Prof. Peter Vernon van Heerden was sworn to secrecy three months ago. The Office of the Governor-General of the Commonwealth of Australia told him he had been awarded the Order of Australia (the equivalent of the British OBE) “for significant service to intensive-care medicine, to professional associations and to tertiary education.” But he couldn’t tell anyone until the birthday of King Charles on June 10 when the honor’s list in the UK and the Commonwealth is publicized.
Van Heerden is the first staff member of Hadassah Medical Organization to receive the honor.

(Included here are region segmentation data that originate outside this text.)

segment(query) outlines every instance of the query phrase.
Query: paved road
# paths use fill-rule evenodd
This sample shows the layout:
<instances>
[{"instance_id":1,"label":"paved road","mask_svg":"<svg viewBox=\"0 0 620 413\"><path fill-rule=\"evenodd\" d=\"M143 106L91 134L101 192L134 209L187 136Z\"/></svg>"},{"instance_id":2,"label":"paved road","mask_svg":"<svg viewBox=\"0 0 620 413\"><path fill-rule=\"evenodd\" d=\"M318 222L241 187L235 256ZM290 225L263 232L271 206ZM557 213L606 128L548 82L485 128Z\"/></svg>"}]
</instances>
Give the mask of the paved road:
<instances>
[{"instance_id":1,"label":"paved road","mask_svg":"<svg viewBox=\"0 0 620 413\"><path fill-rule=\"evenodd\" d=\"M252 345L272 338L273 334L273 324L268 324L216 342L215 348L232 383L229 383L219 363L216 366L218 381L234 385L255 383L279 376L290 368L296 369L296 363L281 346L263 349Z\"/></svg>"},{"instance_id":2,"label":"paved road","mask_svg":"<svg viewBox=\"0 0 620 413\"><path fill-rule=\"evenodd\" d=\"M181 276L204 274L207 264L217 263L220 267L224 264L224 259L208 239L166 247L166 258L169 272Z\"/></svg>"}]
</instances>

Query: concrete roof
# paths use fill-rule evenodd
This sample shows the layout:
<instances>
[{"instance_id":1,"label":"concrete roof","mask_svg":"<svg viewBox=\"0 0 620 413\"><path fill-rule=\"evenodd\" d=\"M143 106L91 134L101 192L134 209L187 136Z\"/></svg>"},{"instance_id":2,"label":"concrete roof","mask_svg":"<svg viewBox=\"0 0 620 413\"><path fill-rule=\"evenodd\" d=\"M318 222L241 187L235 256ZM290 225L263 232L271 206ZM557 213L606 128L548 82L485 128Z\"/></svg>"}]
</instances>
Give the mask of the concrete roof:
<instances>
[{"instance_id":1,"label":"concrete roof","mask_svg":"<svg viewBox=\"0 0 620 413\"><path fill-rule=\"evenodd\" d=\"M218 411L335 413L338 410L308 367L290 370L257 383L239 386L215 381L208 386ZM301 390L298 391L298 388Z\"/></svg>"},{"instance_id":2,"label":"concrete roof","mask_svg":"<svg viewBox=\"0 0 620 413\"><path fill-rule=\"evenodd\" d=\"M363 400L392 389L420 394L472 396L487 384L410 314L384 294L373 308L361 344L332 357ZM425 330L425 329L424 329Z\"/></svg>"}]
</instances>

He has no idea who proposed his candidacy for the award but does know it was for his work in Melbourne, Australia at The Joint Faculty of Intensive Care Medicine, which, at the time, was subservient to the discipline of anesthesia. Van Heerden and colleagues succeeded in turning intensive-care medicine into a separate area of study. He became the first president of The College of Intensive Care Medicine.

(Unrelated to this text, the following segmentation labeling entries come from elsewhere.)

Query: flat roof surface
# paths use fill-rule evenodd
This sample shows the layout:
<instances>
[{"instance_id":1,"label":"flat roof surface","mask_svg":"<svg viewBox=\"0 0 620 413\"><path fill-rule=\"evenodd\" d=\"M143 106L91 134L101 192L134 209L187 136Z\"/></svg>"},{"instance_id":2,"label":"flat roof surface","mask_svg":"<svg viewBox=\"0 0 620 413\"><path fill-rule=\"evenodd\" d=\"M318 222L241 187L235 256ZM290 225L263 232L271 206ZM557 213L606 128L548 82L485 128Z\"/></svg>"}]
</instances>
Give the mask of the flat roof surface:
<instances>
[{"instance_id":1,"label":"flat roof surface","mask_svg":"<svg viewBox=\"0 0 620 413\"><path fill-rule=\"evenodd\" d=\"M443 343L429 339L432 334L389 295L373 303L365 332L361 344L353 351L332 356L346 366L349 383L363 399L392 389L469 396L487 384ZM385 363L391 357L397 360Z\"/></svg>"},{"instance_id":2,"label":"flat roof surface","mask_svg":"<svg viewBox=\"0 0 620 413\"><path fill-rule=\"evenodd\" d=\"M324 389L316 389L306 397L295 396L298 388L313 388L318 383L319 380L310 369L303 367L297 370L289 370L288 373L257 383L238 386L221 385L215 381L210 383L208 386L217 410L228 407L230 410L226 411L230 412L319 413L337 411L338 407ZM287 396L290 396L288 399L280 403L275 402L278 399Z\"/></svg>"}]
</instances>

“Part of the reason I made Aliyah was because I’d done what I’d wanted to do in Australia,” says van Heerden who now directs the Medical Intensive Care Unit and Hadassah Ein Kerem. “I’d worked in intensive care there for 20 years and I’d always wanted to come here.”
He moved to Israel with wife Fiona in 2012. Naturally she is very proud of her husband but he says much of his success is down to her.
“It’s the sort of thing you cannot achieve without a supportive spouse,” he says. “This career is very intense.”
The Governor-General’s office will formally award the honor at an investiture ceremony in Perth, Australia later this year.